5.2 De sociale kwestie
Door armoede werkten ook kinderen in fabrieken (ongezond en gevaarlijk) in 1874 kwam het kinderwetje van Van Houten die fabrieksarbeid voor kinderen onder 12 jaar verbood. Daarnaast nam kinderarbeid af door stijgende lonen, mechanisatie van de landbouw en de leerplichtwet (1900).
De rijke burgerij profiteerde van de industriële revolutie. Onder arbeiders was veel ellende: kinderarbeid, slechte woonomstandigheden, lage lonen, lange werkdagen, gevaarlijke machines, gemakkelijk ontslagen, geen inkomen bij ziekte of ongevallen. Dit wordt de sociale kwestie genoemd.

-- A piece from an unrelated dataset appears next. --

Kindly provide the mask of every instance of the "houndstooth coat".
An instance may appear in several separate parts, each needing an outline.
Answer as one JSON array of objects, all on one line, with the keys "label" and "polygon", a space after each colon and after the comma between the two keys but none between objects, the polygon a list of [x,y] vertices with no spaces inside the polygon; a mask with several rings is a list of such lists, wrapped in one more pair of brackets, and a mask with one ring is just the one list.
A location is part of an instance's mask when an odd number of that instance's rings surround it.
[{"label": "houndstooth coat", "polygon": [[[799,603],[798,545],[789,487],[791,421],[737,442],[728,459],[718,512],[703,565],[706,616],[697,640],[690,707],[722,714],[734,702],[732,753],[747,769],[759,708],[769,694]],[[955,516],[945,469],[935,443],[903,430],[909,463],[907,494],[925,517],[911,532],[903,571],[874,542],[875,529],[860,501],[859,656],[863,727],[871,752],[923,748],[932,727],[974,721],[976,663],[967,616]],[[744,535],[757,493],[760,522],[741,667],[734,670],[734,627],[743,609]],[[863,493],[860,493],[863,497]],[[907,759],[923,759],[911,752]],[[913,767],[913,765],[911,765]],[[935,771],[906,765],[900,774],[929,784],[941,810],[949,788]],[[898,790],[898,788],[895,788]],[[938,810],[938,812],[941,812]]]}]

Zieken, ouden en invaliden waren aangewezen op kerkelijke armenzorg Ze konden daar geld en brood krijgen.
Werknemers richtten organisatie op om voor hun belangen op te komen, deze vakbonden dwongen bij werkgevers betere arbeidsomstandigheden af.
Na 1889 werden sociale wetten gemaakt die de zwakkere mens beschermden: uitkering bij ongevallen, minimumeisen voor woningen, leerplicht voor kinderen.